Well, he tried. But this new 911 was going to be designated to daily driver duty. He still wanted to have some semblance of practicality so he could justify getting a completely impractical “fun” car this summer (Yes, I realize how ridiculous that is. This entire post is full of #firstworldproblems). He needed something that could carry more than two people. The third person doesn’t have to be comfortable by any account, but they have to be able to get in the car. Basically, he needed a back seat. As some of you may not know, the Porsche 911 does technically have a back seat, albeit not a very large one. And while it is only spacious enough for an average American 9 year old, that is more than enough room for my cousin for the next 6 years. His solution was to do what he did when he bought his Mini in 2004.
A little context: In 2005, my uncle purchased a JCW Mini Cooper S that was as fast as a Mini Cooper S JCW GP. How? He payed them a lot of money.

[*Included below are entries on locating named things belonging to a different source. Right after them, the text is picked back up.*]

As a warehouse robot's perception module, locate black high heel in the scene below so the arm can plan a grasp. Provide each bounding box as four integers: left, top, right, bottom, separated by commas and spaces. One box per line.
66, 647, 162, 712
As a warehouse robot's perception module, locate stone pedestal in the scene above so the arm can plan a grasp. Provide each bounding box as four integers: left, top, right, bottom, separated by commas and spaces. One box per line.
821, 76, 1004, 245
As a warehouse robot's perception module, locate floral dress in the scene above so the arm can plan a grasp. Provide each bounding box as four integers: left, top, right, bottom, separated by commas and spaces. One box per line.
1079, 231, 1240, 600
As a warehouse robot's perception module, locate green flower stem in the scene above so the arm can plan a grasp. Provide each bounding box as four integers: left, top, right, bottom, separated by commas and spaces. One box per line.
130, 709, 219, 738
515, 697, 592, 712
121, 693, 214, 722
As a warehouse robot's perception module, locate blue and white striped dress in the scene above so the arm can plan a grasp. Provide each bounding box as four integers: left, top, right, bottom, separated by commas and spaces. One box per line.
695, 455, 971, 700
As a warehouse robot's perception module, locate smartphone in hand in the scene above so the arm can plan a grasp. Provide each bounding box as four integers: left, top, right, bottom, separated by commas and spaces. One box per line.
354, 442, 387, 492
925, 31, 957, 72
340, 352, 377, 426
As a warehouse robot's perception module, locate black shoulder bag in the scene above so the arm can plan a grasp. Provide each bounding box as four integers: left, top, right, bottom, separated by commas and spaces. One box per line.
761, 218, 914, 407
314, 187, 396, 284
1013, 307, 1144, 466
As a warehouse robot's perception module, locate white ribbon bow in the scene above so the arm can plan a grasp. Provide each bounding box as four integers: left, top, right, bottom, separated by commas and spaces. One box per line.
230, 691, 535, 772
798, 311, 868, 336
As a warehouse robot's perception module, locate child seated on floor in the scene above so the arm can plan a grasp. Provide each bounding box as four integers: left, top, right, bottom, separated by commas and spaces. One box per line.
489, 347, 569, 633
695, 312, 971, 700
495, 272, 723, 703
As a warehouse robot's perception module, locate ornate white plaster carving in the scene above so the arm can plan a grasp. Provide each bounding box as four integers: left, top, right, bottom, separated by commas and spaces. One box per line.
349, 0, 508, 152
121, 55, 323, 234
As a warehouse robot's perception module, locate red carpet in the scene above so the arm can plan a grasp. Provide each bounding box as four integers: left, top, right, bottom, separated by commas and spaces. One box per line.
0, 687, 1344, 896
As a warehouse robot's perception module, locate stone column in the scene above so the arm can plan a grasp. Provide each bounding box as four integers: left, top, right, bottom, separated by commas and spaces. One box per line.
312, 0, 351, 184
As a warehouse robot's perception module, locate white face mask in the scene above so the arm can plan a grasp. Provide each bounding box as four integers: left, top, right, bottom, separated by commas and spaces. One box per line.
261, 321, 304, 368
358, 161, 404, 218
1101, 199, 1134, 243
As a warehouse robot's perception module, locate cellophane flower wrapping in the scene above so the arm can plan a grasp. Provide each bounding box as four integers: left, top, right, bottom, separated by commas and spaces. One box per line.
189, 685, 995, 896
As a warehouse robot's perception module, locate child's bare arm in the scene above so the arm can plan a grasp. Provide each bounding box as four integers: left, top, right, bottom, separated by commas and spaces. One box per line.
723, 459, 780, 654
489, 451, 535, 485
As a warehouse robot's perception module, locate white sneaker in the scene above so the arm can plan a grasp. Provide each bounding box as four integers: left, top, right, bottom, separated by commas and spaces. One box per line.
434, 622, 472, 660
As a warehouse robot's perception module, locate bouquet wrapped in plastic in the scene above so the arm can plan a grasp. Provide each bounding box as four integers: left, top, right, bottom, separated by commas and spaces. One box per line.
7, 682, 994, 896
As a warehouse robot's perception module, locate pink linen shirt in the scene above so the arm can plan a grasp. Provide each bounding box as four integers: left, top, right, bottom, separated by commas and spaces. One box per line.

So he went to the person he always goes to when he buys a Porsche, and after a few pleasantries and a status update on my aunt’s Cayenne S, he made his request. He wanted a GT3 RS with back seats. His sales asociate said “Sure! We can have them do that. But we’ll have to go through the Porsche Exclusive program.”
When the people at the Porsche Exclusive program were tasked with putting a back seat in a GT3 RS, they said no.
Even when my uncle told the people at Porsche Exclusive that he would take his business back to Ferrari and get an FF, the answer remained the same.
A dry, unapologetic “Nein.”
So he did what any of us would do. He told the people at Porsche Exclusive to fuck off, and then he bought a Porsche Turbo S. This weekend, with every GT3 RS we walked passed at Caffeine and Carburetors, he let out a little sigh. Each was a symbol of Porsche’s unwillingness to tamper with their most track-prepped 911 and a reminder that he will never be able to have the GT3 RS that he really wanted.
Until my cousins can drive. Then he can do whatever the hell he wants as far as a daily driver.
So let this be a lesson to you all, Oppositelock. Money can’t buy everything. It can’t buy happiness, and it certainly can’t buy a GT3 RS with rear seats.